In re: Appalachian School of Law

CourtTennessee Supreme Court
DecidedMay 30, 2000
DocketM2000-00053-SC-BLE-CV
StatusPublished

This text of In re: Appalachian School of Law (In re: Appalachian School of Law) is published on Counsel Stack Legal Research, covering Tennessee Supreme Court primary law. Counsel Stack provides free access to over 12 million legal documents including statutes, case law, regulations, and constitutions.

Bluebook
In re: Appalachian School of Law, (Tenn. 2000).

Opinion

IN THE SUPREME COURT OF TENNESSEE AT NASHVILLE IN RE: APPLICATION OF APPALACHIAN SCHOOL OF LAW, FILED PETITIONER May 30, 2000

No. M2000-00053-SC-BLE-CV Cecil Crowson, Jr. Appellate Court Clerk

ORDER Pursuant to Supreme Court Rule 7, Article 14.01 the Petitioner, Appalachian School of Law (hereinafter “ASL”) appeals the denial of the Tennessee Board of Law Examiners to allow graduates of the ASL to sit for the Tennessee bar exam. Petitioner is in its third year of operation. Petitioner avers that “At its August 5, 1999 meeting, the ABA Council on Legal Education and Admissions to the Bar found ASL to be in the requisite ‘substantial compliance’ with the fifty-one (51) ABA Standards for Approval of Law Schools, including the Program of Legal Education (Standards 301 to 307), with two exceptions: low admissions standards and inadequate institutional finances. Based on those two exceptions, the ABA Council denied ASL’s accreditation application. Since ASL will fully rectify the two exceptions by no later than August, 2000, ASL is in the process of timely filing a second application for ABA accreditation which appears will be granted.”

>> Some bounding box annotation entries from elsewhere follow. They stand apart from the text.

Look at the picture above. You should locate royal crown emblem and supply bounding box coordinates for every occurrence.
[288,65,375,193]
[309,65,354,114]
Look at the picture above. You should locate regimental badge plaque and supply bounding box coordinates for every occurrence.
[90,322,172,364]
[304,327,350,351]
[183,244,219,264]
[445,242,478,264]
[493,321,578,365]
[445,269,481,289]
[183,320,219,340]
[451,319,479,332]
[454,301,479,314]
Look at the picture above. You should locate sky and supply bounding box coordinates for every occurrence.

Based upon the denial of accreditation by the ABA, the Tennessee Board of Law Examiners denied ASL’s request based upon Article II. Section 2.02 states:

Approval of Law Schools. Each applicant to take the examination must have completed a course of instruction in and graduated from a regularly organized law school which is accredited by the American Bar Association, or one which as been approved by the Board pursuant to Section 2.03.

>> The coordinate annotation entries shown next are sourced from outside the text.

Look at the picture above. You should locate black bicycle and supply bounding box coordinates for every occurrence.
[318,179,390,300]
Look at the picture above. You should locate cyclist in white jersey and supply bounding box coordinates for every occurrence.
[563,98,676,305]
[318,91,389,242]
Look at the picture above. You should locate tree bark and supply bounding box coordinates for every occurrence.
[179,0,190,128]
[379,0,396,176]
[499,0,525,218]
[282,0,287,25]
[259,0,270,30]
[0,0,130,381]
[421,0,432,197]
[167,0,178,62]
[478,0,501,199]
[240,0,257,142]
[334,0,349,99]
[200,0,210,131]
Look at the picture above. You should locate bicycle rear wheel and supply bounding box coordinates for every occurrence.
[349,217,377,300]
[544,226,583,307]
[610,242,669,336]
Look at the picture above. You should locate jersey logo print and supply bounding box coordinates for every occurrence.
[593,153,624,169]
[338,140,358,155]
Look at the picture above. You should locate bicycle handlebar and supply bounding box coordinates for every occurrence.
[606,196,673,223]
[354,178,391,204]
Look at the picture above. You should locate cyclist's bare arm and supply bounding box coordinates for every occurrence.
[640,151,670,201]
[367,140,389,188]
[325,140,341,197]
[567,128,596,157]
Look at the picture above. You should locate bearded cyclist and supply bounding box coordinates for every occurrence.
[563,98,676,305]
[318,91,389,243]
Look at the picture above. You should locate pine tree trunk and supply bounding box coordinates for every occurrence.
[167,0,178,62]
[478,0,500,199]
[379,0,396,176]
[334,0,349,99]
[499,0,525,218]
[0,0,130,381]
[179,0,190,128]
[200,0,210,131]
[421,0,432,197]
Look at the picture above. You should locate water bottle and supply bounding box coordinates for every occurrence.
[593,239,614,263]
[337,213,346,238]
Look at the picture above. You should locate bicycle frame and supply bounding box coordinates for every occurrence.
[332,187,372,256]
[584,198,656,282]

Section 2.3 allows approval by the Board of only law schools located in Tennessee. ASL is located in Virginia and not in Tennessee and therefore is not eligible for approval by the Board. No provision in our rules authorizes approval or investigation by the Board of Law Examiners of law schools which are not located in this state.

Petitioner requests this Court to reverse the determination of the Tennessee Board of Law Examiners denying its graduates to sit for the Tennessee bar exam. This Court has considered the petition of ASL and has concluded that it should be denied.